Du côté de la Fédération des conseils de parents d’élèves des écoles publiques (FCPE), c’est également l’incompréhension. Si l’association loue l’objectif initial de la réforme et le contrôle continu, elle souligne les limites des E3C. " Les élèves se retrouvent aujourd’hui en situation constante de bachotage, alerte Isabelle Pin, présidente de la FCPE de Millau. L’inquiétude des parents et le stress des jeunes ne font que grandir face à tout ce flou et à l’absence d’écoute et de prise en compte par le ministère de l’Éducation nationale."

La FCPE craint aussi une inégalité sur le territoire dans le choix des sujets et dans les notes qui seront données. Dans chaque établissement, ce sont en effet les professeurs qui proposent des sujets de la banque nationale, en fonction de ce qu’ils ont travaillé en classe. Les directeurs d’établissements choisissent, ensuite, le sujet final de l’épreuve. Sinon, ce sont les inspecteurs qui choisiront le sujet pour l’établissement… "Il n’y a pas d’harmonisation, déplore Isabelle Pin.
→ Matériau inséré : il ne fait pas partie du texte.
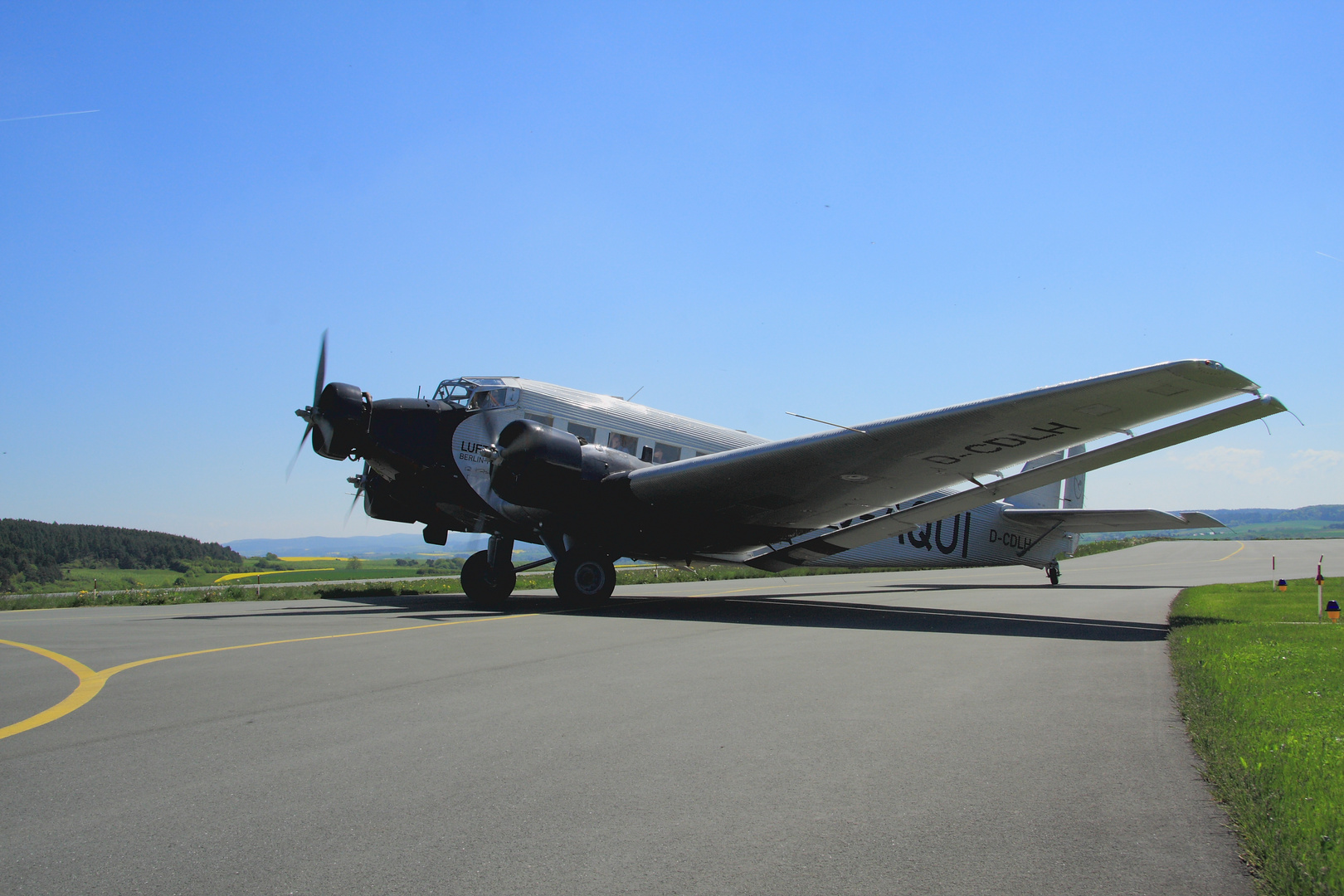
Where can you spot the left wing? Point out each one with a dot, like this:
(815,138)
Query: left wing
(893,522)
(1112,520)
(808,483)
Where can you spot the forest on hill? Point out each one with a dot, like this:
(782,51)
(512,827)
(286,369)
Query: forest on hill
(37,551)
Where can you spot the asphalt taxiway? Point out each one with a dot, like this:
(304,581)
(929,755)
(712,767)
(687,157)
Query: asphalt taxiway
(925,733)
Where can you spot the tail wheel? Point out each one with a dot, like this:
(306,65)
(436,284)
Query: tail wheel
(485,587)
(583,578)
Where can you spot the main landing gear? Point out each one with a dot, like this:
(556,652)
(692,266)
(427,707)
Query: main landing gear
(488,575)
(582,578)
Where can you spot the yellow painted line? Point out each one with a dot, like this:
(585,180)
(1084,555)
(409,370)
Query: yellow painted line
(90,681)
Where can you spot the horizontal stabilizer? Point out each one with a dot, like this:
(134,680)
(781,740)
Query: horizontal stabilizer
(1112,520)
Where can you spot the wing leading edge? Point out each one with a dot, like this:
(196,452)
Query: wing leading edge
(1112,520)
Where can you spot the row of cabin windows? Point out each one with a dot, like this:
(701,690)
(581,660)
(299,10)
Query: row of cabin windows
(656,453)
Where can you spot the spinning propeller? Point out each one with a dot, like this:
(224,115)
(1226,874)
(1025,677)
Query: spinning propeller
(311,411)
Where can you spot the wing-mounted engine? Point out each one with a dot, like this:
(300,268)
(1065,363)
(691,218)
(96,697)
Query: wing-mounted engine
(541,466)
(340,421)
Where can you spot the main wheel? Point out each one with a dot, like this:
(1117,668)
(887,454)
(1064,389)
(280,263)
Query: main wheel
(485,587)
(583,578)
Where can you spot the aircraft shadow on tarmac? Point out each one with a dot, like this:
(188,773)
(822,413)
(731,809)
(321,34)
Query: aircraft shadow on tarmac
(763,610)
(835,614)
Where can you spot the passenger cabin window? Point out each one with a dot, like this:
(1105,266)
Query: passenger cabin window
(628,444)
(665,453)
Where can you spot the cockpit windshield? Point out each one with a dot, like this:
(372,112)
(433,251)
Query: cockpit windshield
(476,394)
(455,392)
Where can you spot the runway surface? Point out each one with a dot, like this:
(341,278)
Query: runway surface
(926,733)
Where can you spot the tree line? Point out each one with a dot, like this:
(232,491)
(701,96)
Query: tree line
(38,551)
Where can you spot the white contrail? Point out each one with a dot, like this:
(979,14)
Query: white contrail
(52,114)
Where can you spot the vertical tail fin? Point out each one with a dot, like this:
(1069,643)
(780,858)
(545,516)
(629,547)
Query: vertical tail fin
(1074,488)
(1075,485)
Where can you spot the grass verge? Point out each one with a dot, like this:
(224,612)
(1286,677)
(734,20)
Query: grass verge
(409,587)
(1261,688)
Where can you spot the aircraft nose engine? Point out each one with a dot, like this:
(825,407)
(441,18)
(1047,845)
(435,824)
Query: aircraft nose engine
(537,465)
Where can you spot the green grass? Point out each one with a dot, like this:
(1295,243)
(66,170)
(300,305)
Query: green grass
(1113,544)
(246,590)
(116,579)
(1261,687)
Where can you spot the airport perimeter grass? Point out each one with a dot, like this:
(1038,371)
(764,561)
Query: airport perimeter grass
(1261,687)
(245,590)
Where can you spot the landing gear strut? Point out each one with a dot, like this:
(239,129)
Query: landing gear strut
(488,575)
(583,578)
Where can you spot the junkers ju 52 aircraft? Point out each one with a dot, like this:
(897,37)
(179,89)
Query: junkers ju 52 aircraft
(594,477)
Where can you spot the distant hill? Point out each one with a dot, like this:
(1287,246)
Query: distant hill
(37,551)
(1259,516)
(360,546)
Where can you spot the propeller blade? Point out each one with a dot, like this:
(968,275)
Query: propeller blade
(321,371)
(297,451)
(358,492)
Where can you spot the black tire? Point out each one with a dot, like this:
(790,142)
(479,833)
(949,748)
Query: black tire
(583,578)
(485,587)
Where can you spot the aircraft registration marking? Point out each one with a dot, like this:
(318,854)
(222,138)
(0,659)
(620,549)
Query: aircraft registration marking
(1001,442)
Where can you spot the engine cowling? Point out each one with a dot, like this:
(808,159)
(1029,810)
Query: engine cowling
(339,421)
(542,466)
(537,465)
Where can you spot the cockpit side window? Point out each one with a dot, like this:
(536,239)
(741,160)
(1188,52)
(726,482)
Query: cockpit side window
(489,399)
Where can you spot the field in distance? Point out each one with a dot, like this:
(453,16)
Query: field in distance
(273,571)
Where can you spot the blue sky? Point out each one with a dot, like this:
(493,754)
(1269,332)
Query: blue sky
(843,210)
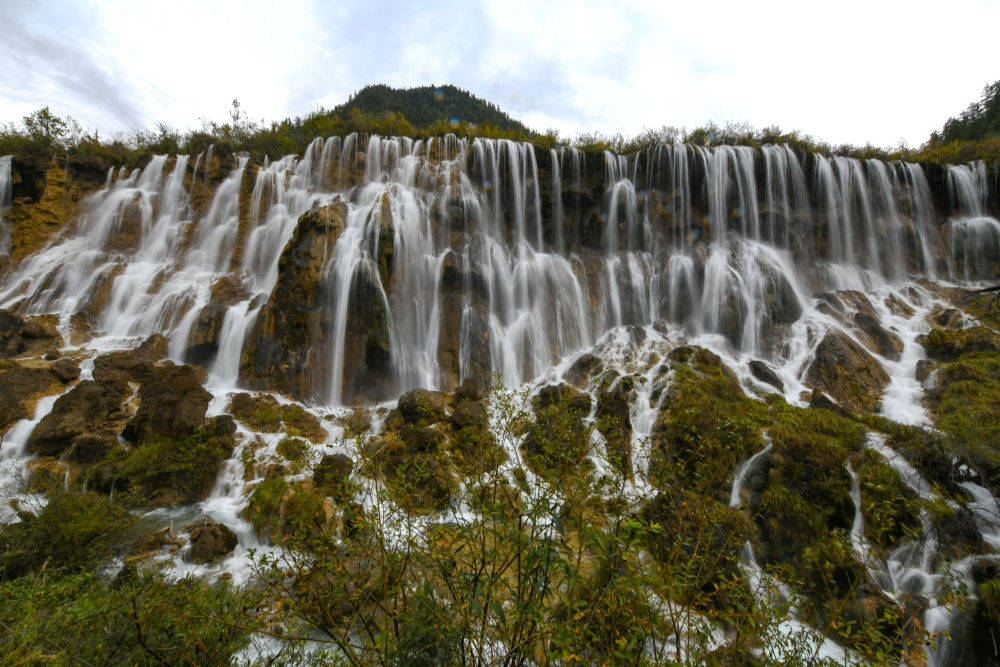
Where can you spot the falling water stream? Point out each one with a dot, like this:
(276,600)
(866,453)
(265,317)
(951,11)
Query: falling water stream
(557,253)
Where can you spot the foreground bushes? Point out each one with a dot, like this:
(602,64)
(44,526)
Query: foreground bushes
(134,619)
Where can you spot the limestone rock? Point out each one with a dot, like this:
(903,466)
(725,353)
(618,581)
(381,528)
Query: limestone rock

Tout le monde ne sera donc pas évalué ni sur le même sujet, ni au même moment…"

Face à ce "projet mal ficelé ", tous demandent un ajournement des épreuves. À Jean-Vigo, une permanence sera assurée ce jeudi 23 janvier, après 18 heures, par les professeurs concernés, pour répondre aux questions des élèves et des parents. "Une action", à la récréation du matin (9 h 55-10 h 05), est aussi prévue devant le lycée.